Conclusion: Death Cannot Separate us From the Divine Word

It seems clear that the case against prayers for the dead are made on the basis of rather abstract, convoluted and elaborate theological theories and doctrines with hardly any universal assent or following,  rather than any actual Scriptural proof, which theological cases as I’ve hoped I have proven, are hardly “compulsive”. Even John Wesley himself, the first key figure in English Evangelicalism, advocates its practices,

‘Tis certain, Praying for the Dead was common in the second century:’ you might have said, and in the first also (replied Wesley); seeing that petition, ‘Thy Kingdom come.’ manifestly concerns the saints in Paradise, as well as those upon earth.” “Praying thus far for the dead, ‘That God would shortly accomplish the number of His elect, and hasten His Kingdom,’ you will not easily prove to be any corruption at all.”

and

I believe it to be a duty to observe to pray for the Faithful Departed.

Fundamentally I think there is a deeper theological point to be made from Romans 8:38-39:

For I am sure that neither death nor life, nor angels nor rulers, nor things present nor things to come, nor powers, nor height nor depth, nor anything else in all creation, will be able to separate us from the love of God in Christ Jesus our Lord.

The reasoning I think is rather simple. Death itself does not pose a barrier to the love of God nor separates us from it; it is therefore legitimate to ask for an application of God’s love and grace for the dead. Being dead does not place a person beyond the pale of God’s love.

The divine Word did not overcome death so that we may be struck dumb with no words of prayer or hope for the dead. It is precisely to overcome death whereby the hope of the Gospel was revealed. What separates us from the love of God is not death but sin, and even then, sin is overcome by divine forgiveness. Therefore, the dead are not beyond the pale or hope of the Gospel, but the dead are more especially the hope of the Gospel, that death is not the final word for the Word has triumphed over it. Prayers for the dead are therefore not only permissible, but it is intrinsic to the Gospel which proclaims the victory of the Word over death, which Word cannot and should not be silenced, but be enacted in prayers for the victims of death.

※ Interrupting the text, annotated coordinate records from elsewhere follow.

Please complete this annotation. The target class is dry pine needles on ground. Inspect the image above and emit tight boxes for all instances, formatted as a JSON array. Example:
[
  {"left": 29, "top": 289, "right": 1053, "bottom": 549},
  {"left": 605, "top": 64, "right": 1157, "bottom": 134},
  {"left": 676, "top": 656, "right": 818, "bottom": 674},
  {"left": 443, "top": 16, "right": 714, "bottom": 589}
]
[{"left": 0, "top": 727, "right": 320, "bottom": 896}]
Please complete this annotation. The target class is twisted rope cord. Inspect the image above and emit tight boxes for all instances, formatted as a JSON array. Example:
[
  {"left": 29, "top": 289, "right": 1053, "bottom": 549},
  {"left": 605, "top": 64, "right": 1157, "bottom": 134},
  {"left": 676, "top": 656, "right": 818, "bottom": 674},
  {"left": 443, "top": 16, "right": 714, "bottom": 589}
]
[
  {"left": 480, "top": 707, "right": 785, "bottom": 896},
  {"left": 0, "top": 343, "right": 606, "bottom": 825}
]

To that end, I commend this practice once more for wider adoption, and end with this prayer from the1549 Book of Common Prayer

We commend unto thy mercy, O Lord, all other thy servants, which are departed hence from us, with the sign of faith, and now do rest in the sleep of peace: Grant unto them, we beseech thee, thy mercy, and everlasting peace, that at the day of the general resurrection, we and all they which be of the mystical body of thy Son, may altogether be set on his right hand, and hear that his most joyful voice: Come unto me, O ye that be blessed of my father, and possess the kingdom, which is prepared for you from the beginning of the world: Grant this, O Father, for Jesus Christ’s sake, our only mediator and advocate.